Regular cleaning of the camera lens with a microfiber cloth will protect it over time.
Question 6: How can I protect the camera from lightning?
The effects of lightning on the outdoor CCTV camera include: loss of video signal, electrical currents, horizontal lines on the monitoring screen or freezing / shutting down of the entire CCTV system.
Avoid mounting IP cameras on metal poles; it is the conductor of electricity. It also uses a weatherproof housing.
Make sure that the CCTV system, if wired, is properly grounded, which can prevent the burning of the cameras and equipment involved.
Overvoltage protections against lightning will stop the huge amount of voltage from spreading to the sockets, regulating the amount of energy passing through them.
UPS units will power the cameras in the event of a power failure, eliminating the panic of being left unprotected.
Question 7: How do I protect my camera from cyber attacks?

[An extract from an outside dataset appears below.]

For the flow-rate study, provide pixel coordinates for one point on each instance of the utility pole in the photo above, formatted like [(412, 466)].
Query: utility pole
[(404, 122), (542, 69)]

One of the vulnerabilities of IP cameras is the cyber attack either by decrypting your access code or in other ways.
The solution is to improve network protection using the WPA2 (Wi-Fi Protected Access) protocol.
Frequent password changes and their complication are vital for the protection of the CCTV system. Another thing is to keep the firmware version of the camera up to date.
Question 8: How do I solve camera imaging problems?
Some cameras will have problems such as: loss of video signal, interruption of video flow, flickering of the image, moving lines on the image, black screen at night, etc.
First check the cables and their condition; if they are in good condition, there are still solutions such as restarting the camera, resetting it, addressing the technical support, etc.
Another thing to do is mount the camera on non-metallic surfaces due to interference that may occur, resulting in the image problems described above.